Сев за пианино, Летисия начала играть Итальянский концерт Баха, играть немного в более быстром темпе, чем указано в партитуре. Не прерывая игры, она обвела взглядом свое жилище. Американская кухня была в образцовом порядке; в гостиной с глубокими белыми кожаными диванами и длинным низким японским столом царил художественный беспорядок, как раз в меру; книги начинали переполнять сделанные на заказ шкафы, но ведь такова судьба всех настоящих библиотек. «Ночную зону» скрывали две китайские ширмы. И лишь один «рабочий» угол оставлял желать лучшего — около пианино стояли чертежный кульман, на котором лежал большой лист нотной бумаги, и широкий письменный стол в стиле Людовика XVI с партитурами, книгами о композиторах и музыковедческими трудами.

На середине Итальянского концерта она прервала игру нестройным аккордом и направилась к письменному столу.
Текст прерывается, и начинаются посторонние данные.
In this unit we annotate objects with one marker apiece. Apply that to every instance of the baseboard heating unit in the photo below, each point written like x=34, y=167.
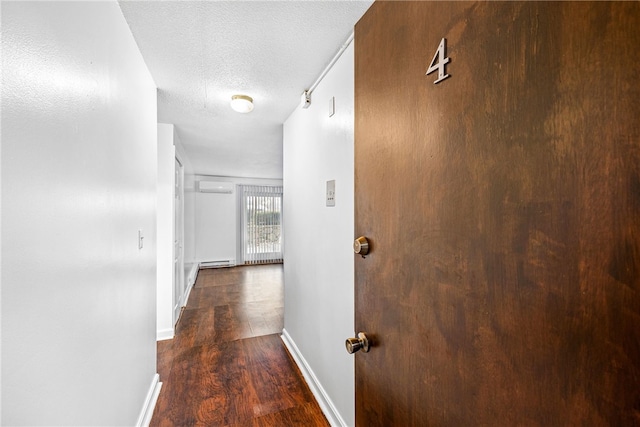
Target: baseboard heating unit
x=218, y=264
Там она разобрала на стопки книги, положив некоторые вопреки логике вместе: «Искусство шумов»[11] Луиджи Руссоло оказалось рядом с крайне ортодоксальным «Курсом гармонии» Франсуа Базена. В порыве вдохновения она вдруг кинулась к нотной бумаге, чтобы записать несколько тактов на нотном стане.

У входной двери прозвенел колокольчик, но Летисия не двинулась с места. Лишь после третьего звонка решила, что пора открыть: она закончила записывать тему.

— Добрый вечер, Паскаль, как дела?

— Добрый вечер, Летисия. А я уже думал, что вас нет дома. Звонил несколько раз.

— Несколько раз? Извините меня, я не слышала. Я записывала партию гобоя.

— Главное, что вы не забыли про наш вечер.

— Конечно, нет. Но не стойте же у порога, проходите.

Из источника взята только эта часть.